My first impressions of The All-American Rejects, and their pop-centered rock, were generally favorable. The band stormed onto the scene with their charming first single, “Swing, Swing,” that carefully swayed from swooning falsetto vocals, from frontman Tyson Ritter, to a more lush tenor sound with ease. The single seemed to be played everywhere from baseball games, to grocery stores, and it was undeniably catchy. Their self-titled LP was produced by Tim O’Heir (The Starting Line, Say Anything) and he does a nice job of accentuating the best parts of the band on this fairly straight-forward collection of songs. A little know fact about the debut is that when the album was recorded, Tyson Ritter and Nick Wheeler were the only two band members, and it was until the band would shoot their video for their debut single that they would add Mike Kennerty on rhythm guitar and Chris Gaylor on drums. This lineup is still intact to this day, and The All-American Rejects would see even greater success with their sophomore album, Move Along. The All-American Rejects would go on to sell a million copies in the United States, and solidify the band as a marquee name in the pop-rock realm for the foreseeable future. The album was recently reissued on a “Ghostly Green” vinyl that includes a bonus 7″ vinyl on “Coke Bottle Green” to further celebrate the 20+ years that have passed since this record came out.

The refreshing nature of the songs that come out of the gate on their debut are as utterly catchy as they are slick in their production. “My Paper Heart” opens the door wide open with its straight-to-the-chorus approach of the song structure, while other early standouts like “Your Star” leave a memorable taste in the audiences mouths as the album unfolds. “Swing, Swing” is placed well in the sequencing of the songs, while the album’s final single, “Time Stands Still,” failed to get much traction on radio.
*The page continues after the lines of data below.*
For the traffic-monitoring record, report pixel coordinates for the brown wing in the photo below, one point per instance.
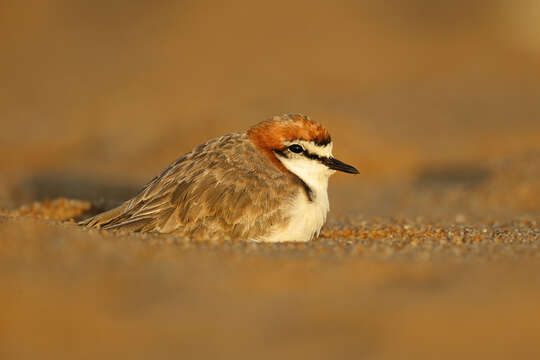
(220, 189)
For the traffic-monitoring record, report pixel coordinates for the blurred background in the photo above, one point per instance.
(435, 102)
(97, 97)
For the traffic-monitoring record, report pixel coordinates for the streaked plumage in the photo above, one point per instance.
(238, 186)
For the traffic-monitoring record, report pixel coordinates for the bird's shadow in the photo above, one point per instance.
(101, 193)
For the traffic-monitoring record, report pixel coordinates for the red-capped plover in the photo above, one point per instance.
(268, 183)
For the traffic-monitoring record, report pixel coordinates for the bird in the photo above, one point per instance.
(265, 184)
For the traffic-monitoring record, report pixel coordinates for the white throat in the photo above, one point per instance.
(307, 214)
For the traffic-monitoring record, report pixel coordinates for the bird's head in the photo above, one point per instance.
(300, 145)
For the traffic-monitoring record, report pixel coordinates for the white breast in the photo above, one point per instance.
(305, 217)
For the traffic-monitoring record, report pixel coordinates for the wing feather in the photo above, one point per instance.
(221, 188)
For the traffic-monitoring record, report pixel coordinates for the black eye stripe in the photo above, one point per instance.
(296, 148)
(282, 153)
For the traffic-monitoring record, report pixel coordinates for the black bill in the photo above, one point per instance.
(335, 164)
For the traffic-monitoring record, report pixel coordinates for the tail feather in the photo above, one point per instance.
(104, 219)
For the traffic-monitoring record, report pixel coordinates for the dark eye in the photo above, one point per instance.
(296, 148)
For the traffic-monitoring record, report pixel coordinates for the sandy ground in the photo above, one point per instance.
(431, 252)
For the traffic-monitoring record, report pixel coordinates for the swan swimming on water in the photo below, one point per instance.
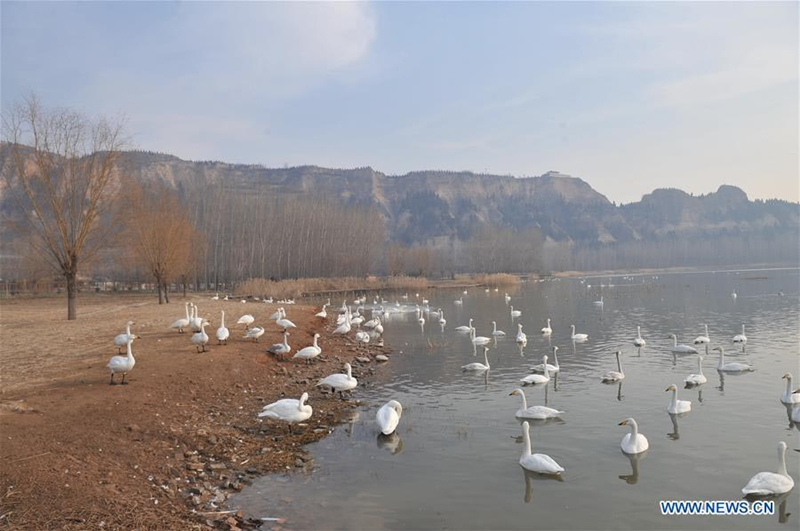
(122, 364)
(769, 483)
(634, 442)
(731, 367)
(615, 376)
(578, 337)
(677, 406)
(534, 412)
(699, 378)
(550, 368)
(541, 463)
(388, 416)
(476, 366)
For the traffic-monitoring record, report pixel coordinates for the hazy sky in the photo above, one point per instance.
(628, 96)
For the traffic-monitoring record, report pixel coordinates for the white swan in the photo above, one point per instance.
(699, 378)
(288, 410)
(246, 320)
(615, 376)
(521, 336)
(122, 364)
(639, 342)
(550, 368)
(680, 349)
(703, 340)
(222, 333)
(478, 366)
(199, 339)
(254, 333)
(465, 328)
(182, 323)
(730, 367)
(534, 379)
(388, 416)
(283, 322)
(310, 352)
(534, 412)
(340, 382)
(677, 406)
(740, 338)
(789, 397)
(122, 339)
(495, 331)
(541, 463)
(769, 483)
(578, 337)
(633, 442)
(282, 348)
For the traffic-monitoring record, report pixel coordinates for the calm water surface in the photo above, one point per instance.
(454, 461)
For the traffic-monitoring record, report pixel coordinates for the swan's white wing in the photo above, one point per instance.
(388, 419)
(766, 483)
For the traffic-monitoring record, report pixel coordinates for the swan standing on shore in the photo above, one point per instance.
(477, 366)
(550, 368)
(200, 338)
(535, 379)
(222, 333)
(730, 367)
(541, 463)
(769, 483)
(634, 442)
(310, 352)
(639, 342)
(122, 339)
(246, 320)
(122, 364)
(699, 378)
(615, 376)
(789, 397)
(680, 349)
(182, 323)
(495, 331)
(521, 336)
(465, 328)
(388, 416)
(282, 348)
(534, 412)
(578, 337)
(254, 333)
(340, 382)
(677, 406)
(289, 410)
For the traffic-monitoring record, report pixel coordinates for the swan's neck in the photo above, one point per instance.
(782, 462)
(634, 430)
(526, 437)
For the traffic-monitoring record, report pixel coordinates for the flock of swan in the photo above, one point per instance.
(292, 411)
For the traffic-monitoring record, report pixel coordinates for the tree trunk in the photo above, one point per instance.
(72, 295)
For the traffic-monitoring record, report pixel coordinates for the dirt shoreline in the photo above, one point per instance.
(166, 450)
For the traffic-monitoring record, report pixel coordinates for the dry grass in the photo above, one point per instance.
(304, 286)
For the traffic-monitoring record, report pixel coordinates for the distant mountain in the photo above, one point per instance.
(425, 205)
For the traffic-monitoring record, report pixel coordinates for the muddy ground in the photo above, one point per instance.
(166, 450)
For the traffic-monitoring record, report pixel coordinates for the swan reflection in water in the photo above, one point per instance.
(633, 477)
(392, 443)
(530, 477)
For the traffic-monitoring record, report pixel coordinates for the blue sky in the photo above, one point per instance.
(628, 96)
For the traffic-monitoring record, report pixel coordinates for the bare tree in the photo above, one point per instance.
(61, 172)
(161, 233)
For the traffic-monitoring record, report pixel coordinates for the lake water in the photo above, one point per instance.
(454, 461)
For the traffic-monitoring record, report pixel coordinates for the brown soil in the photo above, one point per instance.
(166, 450)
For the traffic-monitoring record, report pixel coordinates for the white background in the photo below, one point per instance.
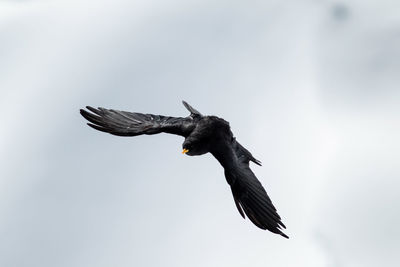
(311, 88)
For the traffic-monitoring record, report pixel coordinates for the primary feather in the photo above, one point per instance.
(203, 134)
Looking back, it’s kind of a curious choice to kill the momentum gained from “Swing, Swing” and the second single, “The Last Song” with a mid-tempo ballad about a lost love. “My Paper Heart” or “Your Star” would’ve likely found greater success as marketable third singles, but not much can be done about it now.

”One More Sad Song” tells a story of the disconnect between a relationship on its last legs, with lyrics like “One boy, one girl / Two hearts, their world / Time goes by, secrets rise.” The frenetic guitar riffs by Wheeler are paired well with the keyboards on the song, and makes for a solid transition from the previous ballad. “Why Worry” closes out the front-half of the record that is filled with plenty of heartfelt moments on it, as Ritter provides more details on his relationship as he sings on the pre-chorus of, “If it’s love, I will differ / I’m being lost being with her / I can’t move on, I can’t take it,” to paint a picture of a love-torn musician.

”Don’t Leave Me” brings the upbeat tempo back up to help re-capture the momentum gained from the early standout tracks, while mid-tempo rockers like “Too Far Gone” and the pop-rock of “Drive Away” end up feeling like album filler in the grand scheme of things. The synth-pop of “Happy Endings” rocks along like a Motion City Soundtrack single, while “The Last Song” leaves just the right feeling with the audience as they look for the repeat button on the record.

The self-titled effort would receive generally favorable reviews by music critics during the promotional cycle of the album, while more critical pieces on the album would say state that the lyrical material was a little “too thin, and covered the same subject in each song.” While many of these songs do cover the feelings of falling in and out of love, I feel that that assessment is a tad too harsh for a band just getting their footing in the crowded pop-rock scene of the early 00’s. Move Along would double the commercial output of its predecessor, selling over two million units in the U.S., but you never forget your first love. The All-American Rejects is a great starting point for a band trying to figure out what type of band they wanted to be, and as it would turn out, the kids were alright after all.